Photo from the Toronto Star - Thurs, Dec 8, 2011 - DAVID LITZ/THE CANADIAN PRESS

I’ve been thinking about the War of 1812 Bicentennial and the anticipated tourists that will descend on Niagara-on-the-Lake this coming summer.  Sure, for the kid in all of us, it’s going to be cool to watch 100’s of reenactors facing off with one another, smoke billowing, cannon’s firing, but really, we all just want to jump in and join the fray.  The next best thing is to “bump” into the wandering reenactor/characters after the battle event of the day, get an understanding of who they represent and/or the period dress they work really hard to reproduce in exact historical detail.  If you take the time to talk with the reenactors, they tend to represent someone very specific from the time frame and are quite enthusiastic about relaying any historical information about that person that they may have.

In talking about Interactive Exhibit Design, does it have to be in a fixed place?  What if visitors could buy a t-shirt with a barcode on it that had all of the information needed to interact with the exhibits, venues and later in their own city or country?  The barcode could be easily scanned by an interactive display, then based on the historical character that is encoded in the barcode, the display would then customize the museum experience from the perspective of that historical character.  Essentially the visitor could live the historical life of a character of their choice.

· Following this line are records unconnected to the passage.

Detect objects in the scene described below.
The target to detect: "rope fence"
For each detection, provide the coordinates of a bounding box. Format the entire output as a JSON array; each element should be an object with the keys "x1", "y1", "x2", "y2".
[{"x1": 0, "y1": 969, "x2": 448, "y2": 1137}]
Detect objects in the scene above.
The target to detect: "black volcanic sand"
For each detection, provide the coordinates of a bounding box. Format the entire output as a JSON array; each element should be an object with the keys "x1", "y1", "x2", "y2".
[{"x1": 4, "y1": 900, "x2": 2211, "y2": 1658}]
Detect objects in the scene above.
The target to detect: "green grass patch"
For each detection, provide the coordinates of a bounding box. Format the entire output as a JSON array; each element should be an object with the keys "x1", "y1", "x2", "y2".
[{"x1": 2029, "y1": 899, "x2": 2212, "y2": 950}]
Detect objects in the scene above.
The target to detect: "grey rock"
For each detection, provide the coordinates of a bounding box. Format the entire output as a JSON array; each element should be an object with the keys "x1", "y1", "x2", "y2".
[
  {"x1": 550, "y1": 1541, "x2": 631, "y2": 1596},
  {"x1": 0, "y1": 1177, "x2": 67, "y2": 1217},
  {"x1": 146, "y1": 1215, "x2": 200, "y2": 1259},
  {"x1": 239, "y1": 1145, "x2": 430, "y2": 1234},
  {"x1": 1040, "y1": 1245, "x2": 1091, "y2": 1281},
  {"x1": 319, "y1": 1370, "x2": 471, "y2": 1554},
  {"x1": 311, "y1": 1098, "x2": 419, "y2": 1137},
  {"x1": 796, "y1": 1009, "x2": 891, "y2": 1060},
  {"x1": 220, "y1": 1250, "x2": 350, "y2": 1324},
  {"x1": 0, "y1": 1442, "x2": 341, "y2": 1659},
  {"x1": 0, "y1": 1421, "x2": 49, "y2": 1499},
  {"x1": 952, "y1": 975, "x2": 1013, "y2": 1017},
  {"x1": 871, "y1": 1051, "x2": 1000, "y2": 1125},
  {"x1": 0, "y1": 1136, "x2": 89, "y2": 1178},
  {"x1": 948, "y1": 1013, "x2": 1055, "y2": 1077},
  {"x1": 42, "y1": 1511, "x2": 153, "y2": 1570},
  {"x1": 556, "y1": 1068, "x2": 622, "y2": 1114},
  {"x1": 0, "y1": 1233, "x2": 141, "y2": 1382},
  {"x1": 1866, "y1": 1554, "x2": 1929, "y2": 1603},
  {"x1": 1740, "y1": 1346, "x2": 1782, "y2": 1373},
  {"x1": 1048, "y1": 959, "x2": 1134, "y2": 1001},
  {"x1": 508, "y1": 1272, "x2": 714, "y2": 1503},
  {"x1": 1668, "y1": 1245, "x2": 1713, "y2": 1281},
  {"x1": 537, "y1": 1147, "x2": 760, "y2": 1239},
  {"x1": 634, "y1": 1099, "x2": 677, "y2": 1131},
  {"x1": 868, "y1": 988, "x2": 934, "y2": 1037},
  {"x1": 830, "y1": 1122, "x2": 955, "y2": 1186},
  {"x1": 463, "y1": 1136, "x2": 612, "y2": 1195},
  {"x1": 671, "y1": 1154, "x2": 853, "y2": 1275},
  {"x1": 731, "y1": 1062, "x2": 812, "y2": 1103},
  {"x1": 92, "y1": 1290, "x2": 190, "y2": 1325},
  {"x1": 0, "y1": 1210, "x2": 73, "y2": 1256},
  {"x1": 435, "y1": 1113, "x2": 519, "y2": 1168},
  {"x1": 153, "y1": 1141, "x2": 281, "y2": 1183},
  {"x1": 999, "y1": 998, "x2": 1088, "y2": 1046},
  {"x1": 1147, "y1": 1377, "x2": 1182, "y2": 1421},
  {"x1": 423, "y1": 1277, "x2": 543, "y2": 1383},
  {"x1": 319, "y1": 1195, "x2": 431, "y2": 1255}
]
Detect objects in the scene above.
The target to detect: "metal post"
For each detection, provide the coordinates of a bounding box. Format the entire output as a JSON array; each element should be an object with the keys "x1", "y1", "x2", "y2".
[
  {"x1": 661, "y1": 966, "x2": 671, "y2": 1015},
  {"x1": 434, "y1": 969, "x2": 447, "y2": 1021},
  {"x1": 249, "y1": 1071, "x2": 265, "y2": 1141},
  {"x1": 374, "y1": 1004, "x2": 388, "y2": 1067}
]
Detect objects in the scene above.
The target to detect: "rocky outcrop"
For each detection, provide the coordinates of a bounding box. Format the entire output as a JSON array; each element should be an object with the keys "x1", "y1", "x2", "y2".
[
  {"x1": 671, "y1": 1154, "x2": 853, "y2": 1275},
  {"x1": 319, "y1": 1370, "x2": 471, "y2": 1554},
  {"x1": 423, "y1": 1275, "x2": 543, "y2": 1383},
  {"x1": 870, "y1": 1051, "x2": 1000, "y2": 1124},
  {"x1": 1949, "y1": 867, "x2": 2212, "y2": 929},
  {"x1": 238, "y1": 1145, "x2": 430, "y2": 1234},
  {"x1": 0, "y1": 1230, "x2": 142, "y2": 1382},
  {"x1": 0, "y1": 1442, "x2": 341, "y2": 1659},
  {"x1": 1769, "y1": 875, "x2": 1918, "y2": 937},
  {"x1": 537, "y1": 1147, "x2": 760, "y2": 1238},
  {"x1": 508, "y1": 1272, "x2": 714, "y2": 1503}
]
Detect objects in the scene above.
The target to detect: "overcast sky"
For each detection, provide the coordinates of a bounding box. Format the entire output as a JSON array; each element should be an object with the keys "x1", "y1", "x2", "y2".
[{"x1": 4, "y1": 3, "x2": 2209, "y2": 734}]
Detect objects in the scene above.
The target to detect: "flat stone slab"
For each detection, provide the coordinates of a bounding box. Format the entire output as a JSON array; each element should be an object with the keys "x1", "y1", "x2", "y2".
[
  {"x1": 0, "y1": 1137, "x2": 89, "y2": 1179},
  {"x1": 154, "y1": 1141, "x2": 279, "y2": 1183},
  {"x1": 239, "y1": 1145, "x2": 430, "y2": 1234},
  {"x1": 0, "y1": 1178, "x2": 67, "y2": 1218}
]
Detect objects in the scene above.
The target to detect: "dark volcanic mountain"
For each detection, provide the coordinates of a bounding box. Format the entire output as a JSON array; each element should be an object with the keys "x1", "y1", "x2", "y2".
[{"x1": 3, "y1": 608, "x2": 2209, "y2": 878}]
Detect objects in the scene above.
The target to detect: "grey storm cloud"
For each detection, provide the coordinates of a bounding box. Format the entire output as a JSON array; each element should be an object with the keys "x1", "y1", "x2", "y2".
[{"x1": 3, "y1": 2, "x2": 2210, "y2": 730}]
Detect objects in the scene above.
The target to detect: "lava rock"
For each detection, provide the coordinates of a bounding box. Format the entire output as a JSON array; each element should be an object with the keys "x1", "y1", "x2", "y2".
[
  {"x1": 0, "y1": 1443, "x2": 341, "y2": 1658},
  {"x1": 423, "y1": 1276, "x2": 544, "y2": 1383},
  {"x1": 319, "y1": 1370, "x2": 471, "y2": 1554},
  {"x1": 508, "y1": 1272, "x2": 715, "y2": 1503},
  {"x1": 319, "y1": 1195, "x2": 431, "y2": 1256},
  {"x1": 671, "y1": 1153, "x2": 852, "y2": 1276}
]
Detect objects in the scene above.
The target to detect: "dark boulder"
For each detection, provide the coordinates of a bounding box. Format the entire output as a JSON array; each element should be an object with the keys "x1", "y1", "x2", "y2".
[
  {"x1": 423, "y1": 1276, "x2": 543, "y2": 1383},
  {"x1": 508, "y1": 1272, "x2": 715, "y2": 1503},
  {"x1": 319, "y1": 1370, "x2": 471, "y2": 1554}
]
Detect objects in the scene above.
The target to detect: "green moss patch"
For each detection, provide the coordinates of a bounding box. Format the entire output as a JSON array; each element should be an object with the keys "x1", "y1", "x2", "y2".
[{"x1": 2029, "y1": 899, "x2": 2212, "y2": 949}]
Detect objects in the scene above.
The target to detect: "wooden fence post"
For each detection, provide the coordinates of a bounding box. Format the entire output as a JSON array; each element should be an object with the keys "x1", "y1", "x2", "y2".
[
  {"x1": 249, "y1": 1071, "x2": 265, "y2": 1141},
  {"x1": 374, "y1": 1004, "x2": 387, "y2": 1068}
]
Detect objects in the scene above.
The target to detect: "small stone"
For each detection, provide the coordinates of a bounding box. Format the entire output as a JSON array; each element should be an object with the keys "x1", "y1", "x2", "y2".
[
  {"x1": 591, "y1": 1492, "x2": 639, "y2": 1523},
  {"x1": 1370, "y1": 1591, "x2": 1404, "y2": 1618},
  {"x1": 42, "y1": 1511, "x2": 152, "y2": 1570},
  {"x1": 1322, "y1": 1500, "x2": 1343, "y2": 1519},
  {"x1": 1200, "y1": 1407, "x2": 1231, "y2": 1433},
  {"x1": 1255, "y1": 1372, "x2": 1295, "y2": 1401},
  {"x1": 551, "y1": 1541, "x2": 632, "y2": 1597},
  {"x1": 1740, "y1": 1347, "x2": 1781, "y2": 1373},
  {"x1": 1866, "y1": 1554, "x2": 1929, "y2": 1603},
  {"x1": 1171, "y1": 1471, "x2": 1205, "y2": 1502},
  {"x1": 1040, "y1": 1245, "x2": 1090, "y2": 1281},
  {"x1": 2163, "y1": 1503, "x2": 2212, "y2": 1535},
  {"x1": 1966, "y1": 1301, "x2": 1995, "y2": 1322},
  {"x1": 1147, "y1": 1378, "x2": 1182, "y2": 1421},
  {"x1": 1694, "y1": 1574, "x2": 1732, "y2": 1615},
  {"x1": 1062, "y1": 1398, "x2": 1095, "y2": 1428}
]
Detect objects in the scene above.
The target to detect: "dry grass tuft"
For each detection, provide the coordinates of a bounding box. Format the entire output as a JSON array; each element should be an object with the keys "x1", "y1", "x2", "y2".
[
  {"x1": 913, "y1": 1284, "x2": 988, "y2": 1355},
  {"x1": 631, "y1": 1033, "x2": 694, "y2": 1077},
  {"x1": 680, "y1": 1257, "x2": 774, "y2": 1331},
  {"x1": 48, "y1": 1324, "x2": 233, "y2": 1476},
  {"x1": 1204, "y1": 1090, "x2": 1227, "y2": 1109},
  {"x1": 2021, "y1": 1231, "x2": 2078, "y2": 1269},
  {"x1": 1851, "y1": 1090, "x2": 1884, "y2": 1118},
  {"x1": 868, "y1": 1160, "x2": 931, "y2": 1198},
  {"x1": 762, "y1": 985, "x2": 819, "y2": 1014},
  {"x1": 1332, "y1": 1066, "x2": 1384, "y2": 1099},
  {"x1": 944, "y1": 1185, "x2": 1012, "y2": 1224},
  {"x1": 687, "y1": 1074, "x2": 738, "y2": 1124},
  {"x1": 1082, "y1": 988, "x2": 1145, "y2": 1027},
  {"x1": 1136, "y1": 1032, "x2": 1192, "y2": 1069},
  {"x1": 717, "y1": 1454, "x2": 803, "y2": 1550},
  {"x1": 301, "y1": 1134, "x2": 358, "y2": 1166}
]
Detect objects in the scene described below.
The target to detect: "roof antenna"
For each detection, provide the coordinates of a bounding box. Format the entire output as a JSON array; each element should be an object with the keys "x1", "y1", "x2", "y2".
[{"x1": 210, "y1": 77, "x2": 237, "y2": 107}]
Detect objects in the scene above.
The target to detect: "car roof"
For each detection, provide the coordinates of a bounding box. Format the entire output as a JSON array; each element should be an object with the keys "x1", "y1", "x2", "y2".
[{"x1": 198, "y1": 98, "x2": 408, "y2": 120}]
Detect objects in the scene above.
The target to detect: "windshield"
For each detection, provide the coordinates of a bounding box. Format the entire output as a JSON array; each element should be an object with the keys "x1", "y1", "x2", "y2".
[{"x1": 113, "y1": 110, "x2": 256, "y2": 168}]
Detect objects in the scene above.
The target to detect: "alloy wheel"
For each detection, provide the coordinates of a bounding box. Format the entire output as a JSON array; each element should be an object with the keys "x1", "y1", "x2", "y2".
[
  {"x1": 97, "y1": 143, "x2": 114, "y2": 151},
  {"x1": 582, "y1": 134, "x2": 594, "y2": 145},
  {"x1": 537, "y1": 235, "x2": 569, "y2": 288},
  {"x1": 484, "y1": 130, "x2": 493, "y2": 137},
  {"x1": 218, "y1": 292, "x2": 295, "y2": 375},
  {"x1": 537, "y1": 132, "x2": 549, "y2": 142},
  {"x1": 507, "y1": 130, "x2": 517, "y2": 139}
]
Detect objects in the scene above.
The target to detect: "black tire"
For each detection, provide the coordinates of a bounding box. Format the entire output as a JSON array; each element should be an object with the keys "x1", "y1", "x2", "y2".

Taking it up a notch, visitors wearing the barcode t-shirt could also use an App which when scanned by a smart device, would superimpose the character’s dress with the visitors head, within a historical environment.  A little like those wooden displays where you stick your head through the hole.  That App could also exchange historical information with another barcode wearing visitor, collecting historical characters both inside and outside of the venue.

Once the venue experience is over, that t-shirt travels with the visitor back home and in essence is carrying history with them, allowing non-venue visitors to also experience a little bit of the interactive history.

It’s a simple concept that I’d like to see happen!